Bob Lefsetz: Welcome To My World - "A Night At The Opera"
We were not prepared for it.
I bought the initial album, with the pinkish purple cover, based on a review in "Rolling Stone." You could tell by the enthusiasm and the description that this was something you wanted to check out. And from the very first note it was enrapturing. That's the power of "Keep Yourself Alive."
Right, now it seems obvious. But it was anything but in '73. I never heard "Keep Yourself Alive" on the radio, it was kind of like Yes with the first three albums, they were for fans only.
And then came "Queen II." Also with no synths. Oh, how amazing is Brian May. And it wasn't quite as good as the debut, but it got even less traction, it was like it didn't even come out, and I figured Queen was another one of those bands I knew by heart who were destined to disappear. And then came "Sheer Heart Attack." "Killer Queen" was all over the radio, like the band always belonged there. And at this late date, you can see that "Killer Queen" foreshadowed what was coming, but those who bought the album heard cuts like "Stone Cold Crazy," which also got airplay, which were closer to what had come before as opposed to what was in the pipeline. Queen was another hard rocking band with impeccable chops, very British, very interesting, but they were still making music tied to their roots. And then came "A Night At The Opera."
At this late date the album is overshadowed by the enduring success of "Bohemian Rhapsody," but the breakthroughs were on the first side, with "You're My Best Friend" and "'39."
It was not like today. In the midseventies you could like singer-songwriters as well as hard rock. A true music fan had broad tastes. So when you were expecting bombast and heard "You're My Best Friend" a smile crossed your face...how'd they come up with this combination of west coast and UK? Soft with harmonies was positively SoCal, but previously Queen had been more about assault than subtlety...but the band was not afraid to experiment, saw no need to repeat itself, "You're My Best Friend"...sounds like the joy of said, that one person you can count on, but it's not only the vocal and the harmonies but the pure instrumental sound, it was an aural concoction that accelerated to its conclusion and begged to be played again when this was difficult, when we lived in the vinyl era and the needle segued into the next cut.
Which was even quieter, something more similar to the Band than anything Queen had done previously, the aforementioned "'39." Unlike today's in-your-face music, "'39" was reflective, a whole story, with a jaunty chorus... It'd be like Angus Young suddenly cut an English folk song!
But those two cuts were just the most obvious. Before them on the first side was..."I'm In Love With My Car." Which was typically Queen heavy, but in a newfangled way. It was slow where everything previously had been fast. Not sung by Freddie Mercury, but drummer Roger Taylor, who wrote it!
"I'm in love with my car, got a feel for my automobile"
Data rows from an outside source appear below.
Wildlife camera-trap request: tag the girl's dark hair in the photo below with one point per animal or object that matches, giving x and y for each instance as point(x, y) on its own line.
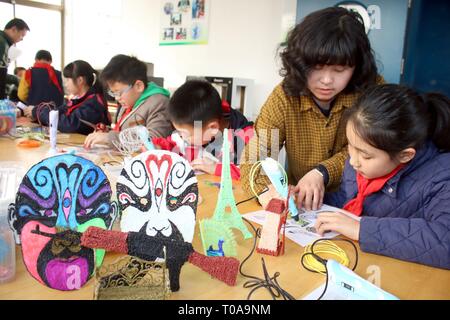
point(391, 117)
point(18, 23)
point(332, 36)
point(196, 100)
point(80, 68)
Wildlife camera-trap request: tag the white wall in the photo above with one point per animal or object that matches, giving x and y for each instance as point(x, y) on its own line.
point(243, 39)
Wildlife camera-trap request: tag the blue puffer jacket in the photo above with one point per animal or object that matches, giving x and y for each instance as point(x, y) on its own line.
point(409, 219)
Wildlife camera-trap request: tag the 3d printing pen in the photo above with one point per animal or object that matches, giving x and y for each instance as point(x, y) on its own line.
point(348, 285)
point(53, 120)
point(278, 177)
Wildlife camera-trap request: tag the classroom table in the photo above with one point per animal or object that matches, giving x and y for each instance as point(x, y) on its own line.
point(402, 279)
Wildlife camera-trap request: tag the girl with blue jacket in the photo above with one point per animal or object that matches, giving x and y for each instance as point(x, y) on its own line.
point(397, 178)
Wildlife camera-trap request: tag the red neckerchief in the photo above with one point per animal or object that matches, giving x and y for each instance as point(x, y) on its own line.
point(51, 74)
point(365, 188)
point(122, 119)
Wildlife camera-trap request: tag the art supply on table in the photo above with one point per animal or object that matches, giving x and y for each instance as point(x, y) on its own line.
point(54, 114)
point(325, 257)
point(7, 118)
point(8, 187)
point(278, 177)
point(99, 127)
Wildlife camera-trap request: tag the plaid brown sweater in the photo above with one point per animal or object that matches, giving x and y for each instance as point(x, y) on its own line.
point(310, 138)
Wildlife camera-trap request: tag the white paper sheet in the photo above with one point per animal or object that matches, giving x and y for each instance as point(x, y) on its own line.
point(301, 232)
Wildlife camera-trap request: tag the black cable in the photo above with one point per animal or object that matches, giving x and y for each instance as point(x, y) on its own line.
point(270, 283)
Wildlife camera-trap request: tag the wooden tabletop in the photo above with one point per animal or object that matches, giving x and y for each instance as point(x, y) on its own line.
point(402, 279)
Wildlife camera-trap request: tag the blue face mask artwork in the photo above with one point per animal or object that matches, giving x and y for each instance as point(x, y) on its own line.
point(59, 194)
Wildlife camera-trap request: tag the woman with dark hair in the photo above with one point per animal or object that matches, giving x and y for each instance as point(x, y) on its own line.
point(397, 178)
point(327, 63)
point(87, 105)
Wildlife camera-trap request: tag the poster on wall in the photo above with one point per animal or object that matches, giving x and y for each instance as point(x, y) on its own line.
point(184, 22)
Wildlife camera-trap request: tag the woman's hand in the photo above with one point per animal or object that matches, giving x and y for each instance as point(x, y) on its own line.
point(337, 222)
point(268, 195)
point(310, 191)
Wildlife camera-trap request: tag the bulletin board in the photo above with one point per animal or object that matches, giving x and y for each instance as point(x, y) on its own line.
point(184, 22)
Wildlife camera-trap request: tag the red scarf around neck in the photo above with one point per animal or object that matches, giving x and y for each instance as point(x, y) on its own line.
point(365, 188)
point(51, 74)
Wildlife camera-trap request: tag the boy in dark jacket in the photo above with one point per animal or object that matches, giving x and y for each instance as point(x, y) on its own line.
point(42, 83)
point(200, 117)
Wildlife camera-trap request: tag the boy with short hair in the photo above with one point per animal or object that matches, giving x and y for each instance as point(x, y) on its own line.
point(14, 32)
point(142, 102)
point(200, 117)
point(41, 83)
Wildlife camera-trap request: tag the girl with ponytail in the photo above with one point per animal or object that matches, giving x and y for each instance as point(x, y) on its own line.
point(397, 180)
point(87, 103)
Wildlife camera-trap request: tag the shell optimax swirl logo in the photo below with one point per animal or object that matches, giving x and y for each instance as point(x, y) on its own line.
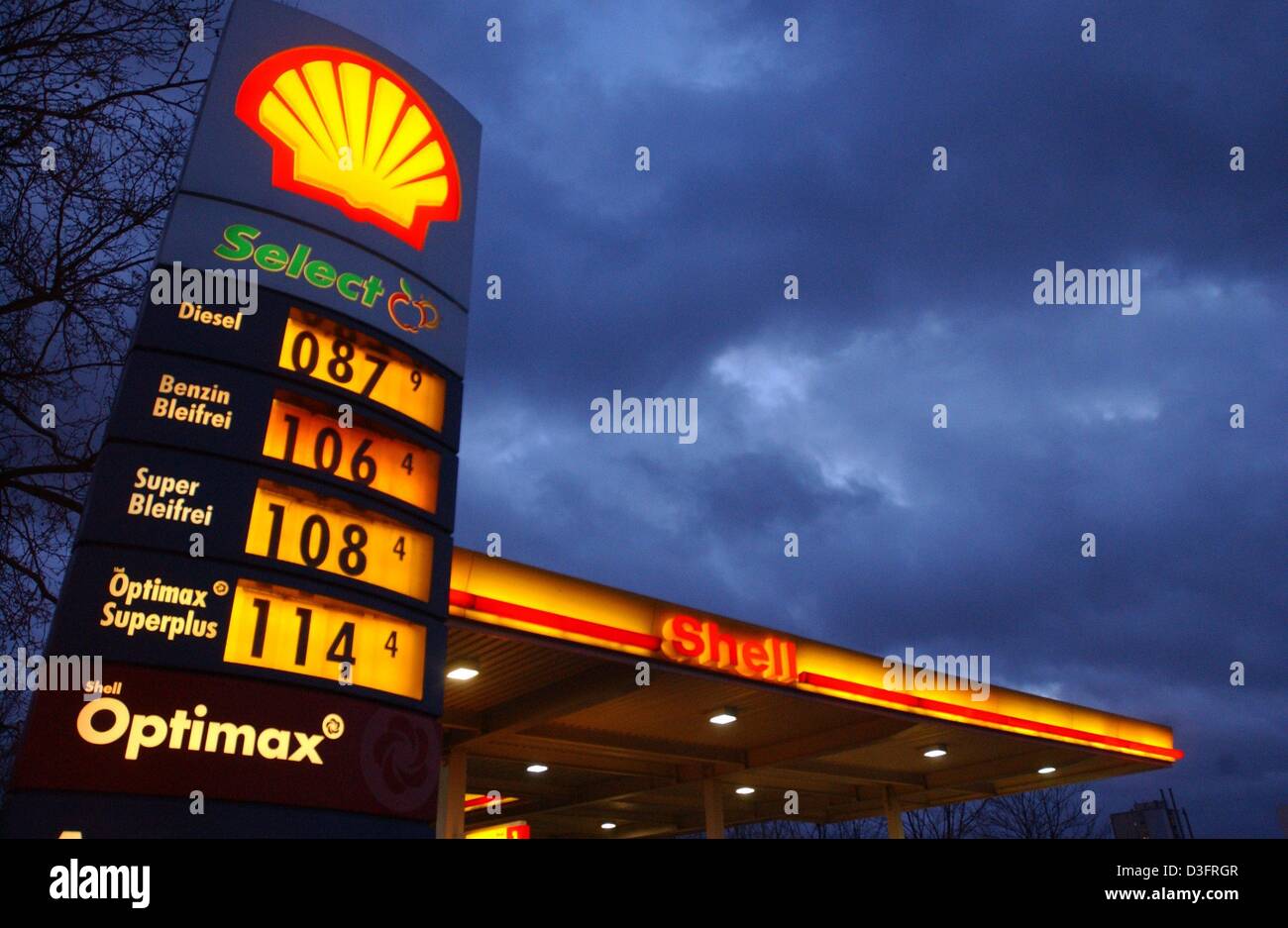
point(399, 760)
point(349, 133)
We all felt it, but we never heard it put so emphatically, not by the Beach Boys or Jan & Dean. This was an English sensibility, with all the joy of pride in your machine. With harmonies to boot!
And what was dramatic was that none of these three songs sounded remotely alike. Once upon a time a band could be more than one thing, and the audience rewarded them for it.
Then there's the baroque "Love Of My Life" on side two. You've got to understand, Queen was a heavy band! But now they were quiet and meaningful, and to listen to this alone in your bedroom on headphones brought in to question your masculinity not a whit. Boys are romantic, and Freddie Mercury gave us permission to be.
The only track on the album that sounded close to what came before was the opener, "Death On Two Legs." It was like the band jettisoned a few stages and rocketed into hyperspace, years before "Star Wars" was released.
And when we initially heard "Bohemian Rhapsody" we didn't think all time rock classic but innovative ear-pleasing cut.
And there wasn't a single other band doing anything like this in the marketplace. Nobody was Queen-like.
And the audience could have rejected "A Night At The Opera."
But no, when something is this good, people can't help but embrace it, the way all the musos acknowledged how great a guitar player Eddie Van Halen was when they heard his band's debut.
And if they had no base the album still would have succeeded. But with some airplay from "Sheer Heart Attack" and relentless quality touring, making diehard fans on the road, the audience was primed for what they didn't expect, with "A Night At The Opera" Queen became superstars overnight.